ESSAY
ただ、思い出せるように
心にぽっかりと大きな穴があいたというほどの喪失感でもなく、
かといって平然と通り過ぎることができるほど無関心でもない。
その感情は、真っ白な半紙に透明な水滴を垂らすようなものかもしれない。
そのときはボタボタと大きな痕跡を残したように見えるけれど、
いずれ時間が経てば、それは乾いてしまう。
そこになんという字を書いたかも、 そもそも何かを書いたのかさえもわからなくなってしまうような。
そんな気持ちで、この町を眺めることが多くなった。
いつの間にか更地になっても、建物が新しくなっても、
かつてそこに何があったか、思い出すことができない。
近所の水族館へと向かう道の途中に、大きな干物工場と冷蔵倉庫があった。
時代を感じさせる、レンガづくりの味のある煙突と
潮風で塗料が半分剥げ落ちてしまったシャッターが印象的だった。
小名浜でも数少ない、お気に入りの工場だった。
つい半月くらい前のことだったろうか。
会社へ向かう朝、いつものように車の運転席から工場のほうへ視線を向けると、
土ぼこりの飛散を防ぐためのシートがかけられているのが目に入った。
この建物は「修理」されるのではなく、「解体」されるのだ。
わたしの直感は、そう伝えていた。
ああ、あと数日でこの風景もなくなっちまうのか。
ああ、もう奥の倉庫がなくなってる。
ああ、今日は寒いなあ。
ああ、もう煙突しか残ってないじゃねえか。
ああ、今日はなんだか疲れて会社に行きたくねえなあ。
そんなことをぼんやりと考えている数日のうちに、工場と倉庫は、跡形もなくなくなった。
ほんとうに、ほんの2、3日のことのように思えた。
あれから幾日か後の、よく晴れた日の夕方、かつて工場があったその場所に立った。
風は冷たく、耳に当たるそのゴーっという音だけが聞こえていた。
視線の奥には、見えるはずのない水族館が見えた。
見えるはずのない工場地帯の建物が見えた。
視線の奥に広がる美しい風景が悲しかった。
不思議なもので、その工場があったときよりも、
なくなってしまった今のほうが存在を強く感じるのだ。
喪失感が、ぐるぐると鈍く頭の中を回った。
虚空の中に、レンガ煙突のフォルムや、錆びたシャッターの色彩を探した。
1枚の写真が、ふと、思い出された。
写真は、小名浜の美しい青空と、塗料の剥げたシャッターを切り取っている。
そのコントラストは、ここに流れてきた時間の厚みや奥行き示しながらも、
その存在を日常に埋もれさせてきたわたしたち自身の「忘れやすさ」をも突きつけていたように思う。
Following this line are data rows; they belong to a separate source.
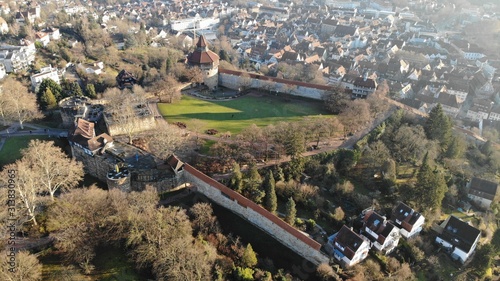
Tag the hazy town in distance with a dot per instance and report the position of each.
(250, 140)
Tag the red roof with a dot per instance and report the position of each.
(202, 55)
(202, 43)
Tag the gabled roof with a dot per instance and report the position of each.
(483, 188)
(448, 99)
(202, 55)
(404, 216)
(459, 233)
(379, 225)
(175, 163)
(347, 241)
(366, 83)
(84, 128)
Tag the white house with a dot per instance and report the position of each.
(16, 58)
(482, 192)
(458, 238)
(4, 27)
(494, 114)
(409, 221)
(383, 235)
(43, 38)
(349, 248)
(45, 73)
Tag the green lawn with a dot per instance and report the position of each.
(11, 150)
(235, 115)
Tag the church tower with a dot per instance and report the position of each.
(207, 61)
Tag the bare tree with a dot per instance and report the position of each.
(27, 267)
(26, 188)
(204, 221)
(53, 169)
(5, 106)
(23, 104)
(378, 100)
(81, 220)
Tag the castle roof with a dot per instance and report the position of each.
(202, 55)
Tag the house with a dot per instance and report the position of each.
(349, 248)
(482, 191)
(449, 103)
(407, 220)
(494, 114)
(45, 73)
(383, 235)
(16, 58)
(458, 238)
(125, 79)
(363, 86)
(43, 38)
(4, 27)
(95, 68)
(479, 109)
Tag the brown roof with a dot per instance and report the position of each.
(202, 55)
(84, 128)
(348, 240)
(405, 215)
(240, 199)
(483, 188)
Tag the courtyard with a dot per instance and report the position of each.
(234, 115)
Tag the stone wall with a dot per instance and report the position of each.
(210, 77)
(140, 125)
(255, 214)
(232, 80)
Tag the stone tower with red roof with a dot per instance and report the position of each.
(207, 61)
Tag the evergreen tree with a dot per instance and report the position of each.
(75, 89)
(270, 200)
(290, 212)
(249, 258)
(168, 65)
(439, 126)
(90, 91)
(252, 186)
(430, 187)
(456, 148)
(47, 100)
(236, 181)
(280, 176)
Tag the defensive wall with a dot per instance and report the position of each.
(98, 165)
(232, 79)
(255, 214)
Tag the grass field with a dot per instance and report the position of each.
(235, 115)
(11, 150)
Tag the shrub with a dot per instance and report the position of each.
(211, 132)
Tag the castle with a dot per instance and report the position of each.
(208, 62)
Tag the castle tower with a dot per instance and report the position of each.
(207, 61)
(119, 178)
そこには、無色透明な水の痕跡ではなく、確かな色があった。
この写真を撮ったのは、東京に住むわたしの友人。
2010年。友人が初めてわたしに会いに小名浜にやって来た日に撮られた。
大袈裟に言えば、わたしにとってこの写真は友情の証そのものだし、
この建物は、わたしと友人をつなぐ橋のような存在だった。
この建物には、写真をよく撮るその友人にシャッターを押させた「なにか」があるのだろう。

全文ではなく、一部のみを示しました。